I recently wrote about how I produced a magazine from quarantine—more specifically, the third issue of Plates, ‘Water’. This independent biannual food culture magazine turned one earlier this April, at the peak of the nationwide lockdown and smack in the middle of a marketing campaign, in celebration of making it through the first year.
But this post is not about the could-have’s or would-have been’s of April. This post is about the inertia from ‘final-final-super-final-this-one.pdf’ file to hitting print.
When I officially released Plates out into the world (and feared the worst but still hoped for the best — vulnerability, are you listening, Brené Brown?) launched Plates last year.
It was scary.
From banking in the deposit to the printers and watching the denomination of my savings account plummet in seconds to wondering if I was going to be stuck with stacks of Vol.1: Rice to hand out as door gifts to every visitor.
Some of you might not have known this, but the first version of the maiden issue was more or less ready back in June 2018.
But even then, I kept tinkering at it (not the best practice if you follow Seth Godin, who emphasises on shipping the work regardless if it’s ‘perfect’ or not; because perfect does not exist). Updating the information on ‘A Grainy Gamble’, the main feature of the Rice issue, and checking in with social enterprise, Langit, who brought me into the rural rice fields of Long Semadoh in Borneo (a two day door-to-door journey from Kuala Lumpur).
And even with the updates, you guessed it, I continued proofreading, editing and tinkering some more; cue analysis paralysis.
I made DIY copies of the magazine, printing the first copy at a mum-and-pop stationery store to eventually going ultra cheap and making copies at home with the ancient Canon bubble jet printer. Those drafts were either bound together with rusty bulldog clips, or placed in a clear book folder, and fanned them out to my trusted friends for feedback. Speak now or forever hold your peace, I reminded them.
I spent months swatting away the bees, as George Lois likens the life of a creative to “a lifetime of fighting bees (even if sometimes you get stung)”.
Instead of trying to fill a ‘gap’ in the independent food publishing scene that continuously looks to Western narratives for approval while seeking out underreported human interest stories, the project quickly became personal.
Around Christmas-ish of 2018, our cover girl, my grandmother, was diagnosed with terminal cancer.

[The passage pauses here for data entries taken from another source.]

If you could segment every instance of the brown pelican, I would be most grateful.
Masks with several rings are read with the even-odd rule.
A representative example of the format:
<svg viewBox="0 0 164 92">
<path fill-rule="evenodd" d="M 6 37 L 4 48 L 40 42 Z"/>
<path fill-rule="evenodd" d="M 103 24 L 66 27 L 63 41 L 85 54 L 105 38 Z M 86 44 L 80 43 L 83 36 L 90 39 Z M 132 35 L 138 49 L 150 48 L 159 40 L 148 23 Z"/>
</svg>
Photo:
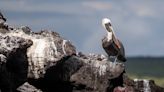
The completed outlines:
<svg viewBox="0 0 164 92">
<path fill-rule="evenodd" d="M 5 22 L 6 22 L 6 18 L 4 18 L 2 13 L 0 12 L 0 24 L 4 24 Z"/>
<path fill-rule="evenodd" d="M 102 25 L 107 31 L 107 36 L 102 39 L 102 46 L 109 57 L 114 56 L 115 61 L 126 61 L 123 44 L 119 41 L 113 31 L 111 21 L 107 18 L 102 20 Z"/>
</svg>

That was when I truly felt that I had to send the magazine to print, regardless if it sold or not. I just wanted her to have a copy of the magazine in her hands. I wanted her to see herself and her recipe of the glutinous rice dumpling in tangible print form, which I felt would mean a lot more to her than a PDF on screen.
And for the initial few months when she did see the publication, she had her “celebrity” moment when visitors came by for Chinese New Year and asked for her autograph. I’d show her photos of the magazine in shop windows and on the shelves in Los Angeles and Milan. I wish she could see the other stores that joined the list.
Were there things that I would’ve done differently? “Better”? Most definitely.
But I’m glad I shipped.
I’m glad I ignored the naysayers.
P/S I am still swatting away the bees. I hope you are too.